Dennoch habe ich bei diesem tool dann das Problem,
wie bekomme ich das hin wenn ich jetzt z.B. München als standort eingebe mit umkreis von 5 km die Filialen anzeigen lassen möchte?
Die Daten liegen ja in unsere Datenbank...


----------



## dwex (27. Mai 2009)

Du musst die mathematischen Funktionen der Umkreisberechnung auf einer Kugel anwenden.

Unter http://www.mamat-online.de/umkreissuche/opengeodb.php findest du einige wichtige Informationen.

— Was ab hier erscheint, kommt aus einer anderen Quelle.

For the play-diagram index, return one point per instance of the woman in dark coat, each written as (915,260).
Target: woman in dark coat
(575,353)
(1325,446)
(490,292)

Es gibt auch professionelle Dienstleister die dir das ganze liefern können. Z.B. http://www.koordinaten.biz wäre hier eine gute Anlaufstelle - die sind sehr günstig und liefern brauchbare Produkte. Ich nutze deren API selbst für meine Projekte.


----------



## preko (27. Mai 2009)

Hi asupp,

schau mal bitte unter folgendem Link nach - das dürfte Dir helfen:

http://www.tutorials.de/forum/php/338918-probleme-bei-umsetzung-der-semiversus-formel.html

Und wenns gefällt, würde ich mich über eine nette Bewertung freuen. 


Beste Grüße,

preko


----------



## dwex (27. Mai 2009)

@preko,

ja stimmt - nach diesem Thread habe ich vorher auch gesucht - ich hatte dir ja da auch gut weitergeholfen.


----------



## Michael Engel (28. Mai 2009)

Für einen Kunden habe ich eine solche Umkreis suche mit hilfe von Google Maps zusammengebaut.
Zunächst muss man seine Site bei google kostenlos anmelden. Dann hast du ca 100.000 Adressauflösungen im Monat verfügbar.. sollte dicke reichen. Bei dem Kunden sogar mehr da er mehrere domains einsetzt .com .de .ag  und jede adresse einzeln angemeldet ist und er jeweils andere keys verwendet.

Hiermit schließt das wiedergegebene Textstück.